How DeepL Voice tackles the unique challenges of real-time speech translation

Key Takeaways

  • Real-time speech translation demands speed, accuracy, and the ability to handle incomplete sentences: challenges text translation doesn’t face.
  • Spoken language includes disfluencies, colloquialisms, and short affirmations that must be filtered rather than translated literally.
  • Getting close to the speed of speech switches meeting participants from passive listeners to active contributors.
  • DeepL Voice minimizes “flickering” by generating flexible translations that can absorb new information mid-sentence.
  • DeepL partnered with linguistics experts and businesses to ensure Voice handles verb placement, sentence structure, and contextual judgment across languages.
  • NEC Corporation became the first company to fully deploy DeepL Voice after its launch.
  • DeepL’s Language AI suite, including Voice, Translator, and Write, gives global enterprises the tools to communicate clearly.

People don’t speak the same way that they write. And they don’t experience spoken conversations in the same way that they experience reading an email or an article. 

Our ability to understand one another in the moment of speaking—bringing together all kinds of verbal and nonverbal communication to instantly grasp what someone means—is the high-wire act of human expression. 

When you take a step back and consider what happens in a conversation, it’s amazing just how much information we convey so quickly. 

When you set yourself the task of translating spoken interactions as they happen, as DeepL has done with our DeepL Voice solution, you uncover all kinds of fascinating insights into what makes translating spoken language different to translating text. 

In this post, I’ll share some of those insights and explain how we’re using them to transform the experience of meetings and conversations.

Real-time, voice-to-voice translation is here: learn how DeepL Voice makes it possible.

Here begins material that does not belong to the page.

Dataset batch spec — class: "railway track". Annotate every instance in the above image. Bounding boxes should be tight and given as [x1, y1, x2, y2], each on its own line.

Why real-time speech translation is harder than translating text

Instant, conversational communication is fundamentally human and extremely difficult for technology to replicate—even technology as advanced as AI

If you want to create solutions for businesses that can help people follow and participate in conversations in multiple languages, you have to start with a deep understanding of the challenges involved.

Those challenges include replicating the human skill of anticipating what people are saying before they finish saying it. 

When you’re translating speech in live situations, you also need to anticipate how someone’s words can best be expressed in another language. Crucially, you need to do this before you know for certain how the original sentence will end to avoid lengthy time lags. 

The challenge here is that what seems to be an accurate translation of a few words could turn out to be an inaccurate translation once the person completes their sentence. 

When we set about developing DeepL Voice, we knew we couldn’t achieve high-quality live speech translation through technology alone. It depends on a deep interest in and understanding of the different ways language works

That’s why we brought together experts in linguistics as they apply to spoken conversations. We also leveraged DeepL’s powerful contextual understanding of how different languages work

Additionally, we partnered with businesses to explore their priorities and the speech translation experience that creates the most value for them.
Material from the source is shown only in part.